Episode 129 of Thinking Elixir. Tracking, analyzing and visualizing time series data can add a lot of business value to a project! We met up with Dave Lucia to learn more about Timescale DB, a PostgreSQL extension that adds time series tools to our regular database. Dave also created a timescale hex package to make it easier to work with hypertables and hyperfunctions. We learn why Timescale DB makes sense over other options, how to get started with it, example use cases, helpful resources and more!
We’ve been using TimescaleDB at CargoSense for a couple of years now, and it has worked really well for us. In particular, the compression feature gives us 96%+ compression rate which makes a huge difference. Concretely we have a ~terrabyte’s worth of data taking up 55 gigabytes and for our query patterns, we see negligible performance performance impact for queries on compressed chunks.
For us it’s a sweet spot on trade offs. We get to keep the simplicity of running “just” postgres, we get to keep all our transactional guarantees with other code, and we also get to store bunch of timeseries data.

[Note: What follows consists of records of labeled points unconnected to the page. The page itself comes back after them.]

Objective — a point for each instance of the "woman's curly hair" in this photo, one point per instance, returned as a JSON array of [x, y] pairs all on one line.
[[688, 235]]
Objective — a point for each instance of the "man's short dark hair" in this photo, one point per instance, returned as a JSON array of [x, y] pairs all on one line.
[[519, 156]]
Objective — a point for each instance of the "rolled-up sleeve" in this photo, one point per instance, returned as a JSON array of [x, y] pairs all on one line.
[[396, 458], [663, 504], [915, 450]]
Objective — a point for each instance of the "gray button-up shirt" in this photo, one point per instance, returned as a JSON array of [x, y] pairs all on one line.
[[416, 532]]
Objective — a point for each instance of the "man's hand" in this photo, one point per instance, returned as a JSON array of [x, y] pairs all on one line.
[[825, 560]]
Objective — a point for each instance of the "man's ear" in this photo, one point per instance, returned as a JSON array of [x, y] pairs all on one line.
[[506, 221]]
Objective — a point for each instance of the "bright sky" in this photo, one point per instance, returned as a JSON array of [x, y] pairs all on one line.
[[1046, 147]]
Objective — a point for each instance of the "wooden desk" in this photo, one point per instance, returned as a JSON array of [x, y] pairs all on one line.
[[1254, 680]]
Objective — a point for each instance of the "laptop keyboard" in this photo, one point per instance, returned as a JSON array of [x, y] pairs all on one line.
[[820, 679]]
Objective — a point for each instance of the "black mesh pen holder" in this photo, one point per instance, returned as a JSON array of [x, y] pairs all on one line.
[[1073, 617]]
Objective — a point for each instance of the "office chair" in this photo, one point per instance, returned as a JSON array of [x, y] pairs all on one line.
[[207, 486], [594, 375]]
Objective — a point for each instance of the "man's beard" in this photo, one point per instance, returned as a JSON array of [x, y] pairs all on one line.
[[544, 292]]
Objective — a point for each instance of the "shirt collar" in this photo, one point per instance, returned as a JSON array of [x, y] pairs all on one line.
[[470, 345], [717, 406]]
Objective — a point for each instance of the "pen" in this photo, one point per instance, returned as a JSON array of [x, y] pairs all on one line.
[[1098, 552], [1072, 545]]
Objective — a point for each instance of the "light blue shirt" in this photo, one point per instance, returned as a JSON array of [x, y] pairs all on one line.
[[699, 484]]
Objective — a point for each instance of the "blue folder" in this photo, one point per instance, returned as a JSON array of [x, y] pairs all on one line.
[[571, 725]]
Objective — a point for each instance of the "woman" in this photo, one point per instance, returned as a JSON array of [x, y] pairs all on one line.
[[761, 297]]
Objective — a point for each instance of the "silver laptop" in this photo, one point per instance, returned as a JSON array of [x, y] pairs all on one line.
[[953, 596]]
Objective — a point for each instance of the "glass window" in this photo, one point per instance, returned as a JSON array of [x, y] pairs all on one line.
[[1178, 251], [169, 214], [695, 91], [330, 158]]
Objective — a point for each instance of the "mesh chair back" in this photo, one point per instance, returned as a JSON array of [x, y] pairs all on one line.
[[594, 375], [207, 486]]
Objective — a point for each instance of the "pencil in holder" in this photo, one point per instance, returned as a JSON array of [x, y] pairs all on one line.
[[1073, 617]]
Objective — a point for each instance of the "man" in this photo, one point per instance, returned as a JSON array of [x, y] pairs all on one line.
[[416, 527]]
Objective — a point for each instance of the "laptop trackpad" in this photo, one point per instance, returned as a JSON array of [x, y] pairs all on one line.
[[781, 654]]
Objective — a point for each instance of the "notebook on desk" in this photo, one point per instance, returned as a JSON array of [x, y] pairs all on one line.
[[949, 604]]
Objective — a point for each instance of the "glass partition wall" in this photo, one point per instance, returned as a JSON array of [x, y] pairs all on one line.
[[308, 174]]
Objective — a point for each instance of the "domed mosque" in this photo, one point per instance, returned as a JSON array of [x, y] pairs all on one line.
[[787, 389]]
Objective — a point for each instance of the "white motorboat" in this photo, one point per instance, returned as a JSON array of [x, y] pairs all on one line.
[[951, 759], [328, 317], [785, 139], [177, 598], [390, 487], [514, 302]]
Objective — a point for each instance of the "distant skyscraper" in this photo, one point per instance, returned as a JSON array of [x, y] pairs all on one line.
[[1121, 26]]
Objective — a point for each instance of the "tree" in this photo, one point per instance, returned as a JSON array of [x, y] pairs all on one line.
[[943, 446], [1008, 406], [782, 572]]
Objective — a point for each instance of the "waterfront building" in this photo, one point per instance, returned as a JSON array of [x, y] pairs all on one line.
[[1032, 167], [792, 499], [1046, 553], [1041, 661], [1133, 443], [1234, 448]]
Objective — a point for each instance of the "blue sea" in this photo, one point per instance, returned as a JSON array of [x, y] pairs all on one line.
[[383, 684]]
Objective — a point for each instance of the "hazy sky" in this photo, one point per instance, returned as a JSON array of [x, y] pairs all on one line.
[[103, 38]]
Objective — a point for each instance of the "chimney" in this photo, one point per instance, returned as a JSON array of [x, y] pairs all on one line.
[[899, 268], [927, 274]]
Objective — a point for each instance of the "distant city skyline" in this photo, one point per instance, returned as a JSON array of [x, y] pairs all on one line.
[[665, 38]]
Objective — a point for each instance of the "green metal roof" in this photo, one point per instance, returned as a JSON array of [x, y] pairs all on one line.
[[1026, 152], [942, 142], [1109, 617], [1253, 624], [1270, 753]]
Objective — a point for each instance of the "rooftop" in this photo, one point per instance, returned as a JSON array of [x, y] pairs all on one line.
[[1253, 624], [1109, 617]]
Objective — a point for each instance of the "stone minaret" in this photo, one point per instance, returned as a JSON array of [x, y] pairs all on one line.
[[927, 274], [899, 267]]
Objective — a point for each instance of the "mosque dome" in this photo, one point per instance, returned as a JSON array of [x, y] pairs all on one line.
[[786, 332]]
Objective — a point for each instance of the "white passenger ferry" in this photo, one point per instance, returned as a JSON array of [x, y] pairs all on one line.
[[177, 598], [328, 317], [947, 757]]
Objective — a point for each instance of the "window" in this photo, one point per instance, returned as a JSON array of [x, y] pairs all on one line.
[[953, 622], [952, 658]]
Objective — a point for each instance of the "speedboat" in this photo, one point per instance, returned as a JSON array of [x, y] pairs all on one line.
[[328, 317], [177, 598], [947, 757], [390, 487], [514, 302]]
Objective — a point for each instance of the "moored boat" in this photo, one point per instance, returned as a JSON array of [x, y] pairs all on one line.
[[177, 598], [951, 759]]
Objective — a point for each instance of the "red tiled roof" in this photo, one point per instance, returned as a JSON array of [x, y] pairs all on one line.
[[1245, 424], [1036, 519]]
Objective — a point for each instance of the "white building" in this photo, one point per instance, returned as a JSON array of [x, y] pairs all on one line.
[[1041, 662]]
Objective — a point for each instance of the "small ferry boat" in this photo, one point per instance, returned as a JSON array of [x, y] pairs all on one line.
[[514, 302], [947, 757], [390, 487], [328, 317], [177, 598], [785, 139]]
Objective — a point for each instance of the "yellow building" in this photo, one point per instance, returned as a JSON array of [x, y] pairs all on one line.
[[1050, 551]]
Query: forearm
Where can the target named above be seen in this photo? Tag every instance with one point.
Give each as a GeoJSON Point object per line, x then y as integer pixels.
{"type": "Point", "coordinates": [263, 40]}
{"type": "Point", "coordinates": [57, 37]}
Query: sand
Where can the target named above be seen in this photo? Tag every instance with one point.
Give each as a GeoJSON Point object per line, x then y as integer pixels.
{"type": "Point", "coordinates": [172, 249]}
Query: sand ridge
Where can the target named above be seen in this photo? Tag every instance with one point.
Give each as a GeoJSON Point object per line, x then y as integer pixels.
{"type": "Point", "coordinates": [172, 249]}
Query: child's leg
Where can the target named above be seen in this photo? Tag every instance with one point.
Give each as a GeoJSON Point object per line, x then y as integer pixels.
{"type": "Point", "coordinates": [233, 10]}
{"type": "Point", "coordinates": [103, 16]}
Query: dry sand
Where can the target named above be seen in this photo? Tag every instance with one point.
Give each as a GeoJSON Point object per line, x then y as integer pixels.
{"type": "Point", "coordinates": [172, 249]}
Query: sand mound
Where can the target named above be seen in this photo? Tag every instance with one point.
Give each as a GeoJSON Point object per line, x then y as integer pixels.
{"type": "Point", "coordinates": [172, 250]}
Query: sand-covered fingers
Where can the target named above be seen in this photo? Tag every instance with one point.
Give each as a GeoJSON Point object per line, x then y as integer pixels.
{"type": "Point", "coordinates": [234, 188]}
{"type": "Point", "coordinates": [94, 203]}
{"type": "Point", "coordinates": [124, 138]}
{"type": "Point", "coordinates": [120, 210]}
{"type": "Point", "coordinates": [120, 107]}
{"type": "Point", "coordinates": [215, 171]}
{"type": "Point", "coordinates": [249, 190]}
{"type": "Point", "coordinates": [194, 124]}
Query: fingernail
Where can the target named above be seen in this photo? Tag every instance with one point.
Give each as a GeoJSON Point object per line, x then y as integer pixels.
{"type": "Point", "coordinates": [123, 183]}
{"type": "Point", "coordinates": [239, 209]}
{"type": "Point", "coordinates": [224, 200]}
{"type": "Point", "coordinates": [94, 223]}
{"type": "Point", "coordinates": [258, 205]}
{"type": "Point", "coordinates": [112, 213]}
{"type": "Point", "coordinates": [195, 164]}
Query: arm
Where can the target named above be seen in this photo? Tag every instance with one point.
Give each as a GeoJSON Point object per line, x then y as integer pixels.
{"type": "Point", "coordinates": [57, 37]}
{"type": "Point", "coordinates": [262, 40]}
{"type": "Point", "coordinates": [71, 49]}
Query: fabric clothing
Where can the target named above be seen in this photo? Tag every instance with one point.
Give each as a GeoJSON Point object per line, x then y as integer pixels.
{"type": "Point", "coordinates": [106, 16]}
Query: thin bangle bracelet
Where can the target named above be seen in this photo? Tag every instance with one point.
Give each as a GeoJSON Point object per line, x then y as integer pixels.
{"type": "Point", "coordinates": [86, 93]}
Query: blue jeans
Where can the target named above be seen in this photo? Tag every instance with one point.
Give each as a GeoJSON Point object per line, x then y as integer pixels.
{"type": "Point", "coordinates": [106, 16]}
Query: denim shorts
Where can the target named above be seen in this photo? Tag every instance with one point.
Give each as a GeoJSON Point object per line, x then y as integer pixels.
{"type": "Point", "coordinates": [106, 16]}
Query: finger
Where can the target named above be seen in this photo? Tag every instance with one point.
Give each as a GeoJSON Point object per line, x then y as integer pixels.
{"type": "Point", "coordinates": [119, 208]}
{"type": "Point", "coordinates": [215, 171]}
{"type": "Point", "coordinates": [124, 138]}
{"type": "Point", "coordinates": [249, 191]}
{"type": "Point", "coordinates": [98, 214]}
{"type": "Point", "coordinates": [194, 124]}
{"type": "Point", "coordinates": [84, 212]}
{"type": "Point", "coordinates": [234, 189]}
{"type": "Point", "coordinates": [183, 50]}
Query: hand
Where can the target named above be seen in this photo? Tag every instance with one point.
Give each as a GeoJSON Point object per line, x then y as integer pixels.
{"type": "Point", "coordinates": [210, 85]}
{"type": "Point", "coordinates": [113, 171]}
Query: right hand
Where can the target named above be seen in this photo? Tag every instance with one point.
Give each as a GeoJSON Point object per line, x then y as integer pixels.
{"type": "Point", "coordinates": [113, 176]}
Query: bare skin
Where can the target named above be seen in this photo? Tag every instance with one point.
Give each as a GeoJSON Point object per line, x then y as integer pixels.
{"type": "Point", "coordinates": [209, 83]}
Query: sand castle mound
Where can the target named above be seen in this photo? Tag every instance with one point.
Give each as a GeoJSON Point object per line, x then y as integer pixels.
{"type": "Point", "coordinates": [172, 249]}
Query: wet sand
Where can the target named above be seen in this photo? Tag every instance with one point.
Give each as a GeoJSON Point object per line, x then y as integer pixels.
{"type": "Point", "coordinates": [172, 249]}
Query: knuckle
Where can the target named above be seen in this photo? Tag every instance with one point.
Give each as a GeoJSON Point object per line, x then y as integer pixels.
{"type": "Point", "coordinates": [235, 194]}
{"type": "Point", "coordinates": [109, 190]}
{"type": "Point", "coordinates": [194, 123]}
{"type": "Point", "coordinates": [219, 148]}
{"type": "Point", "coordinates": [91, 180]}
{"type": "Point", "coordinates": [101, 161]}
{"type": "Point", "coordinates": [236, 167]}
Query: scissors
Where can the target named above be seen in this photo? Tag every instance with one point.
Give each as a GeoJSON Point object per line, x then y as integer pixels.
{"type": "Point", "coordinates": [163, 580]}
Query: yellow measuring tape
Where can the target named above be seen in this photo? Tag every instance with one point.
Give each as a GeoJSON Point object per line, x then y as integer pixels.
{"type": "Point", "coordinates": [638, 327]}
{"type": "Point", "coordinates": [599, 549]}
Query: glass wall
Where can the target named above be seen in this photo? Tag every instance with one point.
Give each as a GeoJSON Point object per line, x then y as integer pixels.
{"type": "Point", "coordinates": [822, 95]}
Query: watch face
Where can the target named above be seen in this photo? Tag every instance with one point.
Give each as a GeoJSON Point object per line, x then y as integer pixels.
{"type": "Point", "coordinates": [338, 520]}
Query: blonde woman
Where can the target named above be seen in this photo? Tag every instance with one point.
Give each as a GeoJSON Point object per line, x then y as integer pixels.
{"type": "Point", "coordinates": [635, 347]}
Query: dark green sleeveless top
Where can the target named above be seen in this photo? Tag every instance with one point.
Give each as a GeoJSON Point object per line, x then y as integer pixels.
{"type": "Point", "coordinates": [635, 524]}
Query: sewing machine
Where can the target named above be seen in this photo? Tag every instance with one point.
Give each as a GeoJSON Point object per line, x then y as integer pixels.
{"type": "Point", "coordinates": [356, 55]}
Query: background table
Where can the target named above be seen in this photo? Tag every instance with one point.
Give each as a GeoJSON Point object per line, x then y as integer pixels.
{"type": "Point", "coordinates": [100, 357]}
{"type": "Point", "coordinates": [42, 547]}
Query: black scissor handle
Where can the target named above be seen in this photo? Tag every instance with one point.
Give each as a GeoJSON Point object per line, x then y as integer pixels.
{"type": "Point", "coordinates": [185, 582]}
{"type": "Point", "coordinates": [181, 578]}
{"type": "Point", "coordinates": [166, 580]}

The only “gotcha” is that, like all partitioned tables, you need to be storing “relevant time range” values around so that you can query the right range. Eg if you had a sensor and you wanted to query its temperature readings in a shipment, you’d want to do a query like
Repo.all(from r in Reading, where: r.sensor_id == ^sensor.id, where: r.recorded_at >= ^shipment.starts_at and r.recorded_at <= ^shipment.ends_at
r.recorded_at >= ^shipment.starts_at and r.recorded_at <= ^shipment.ends_at bit is important, even if a sensor is never used in multiple shipments because you need to help the query planner know in which chunks to go looking for readings.
I’m glad to hear you’ve had such a good experience with it as well. And thanks for the query tip. Very helpful!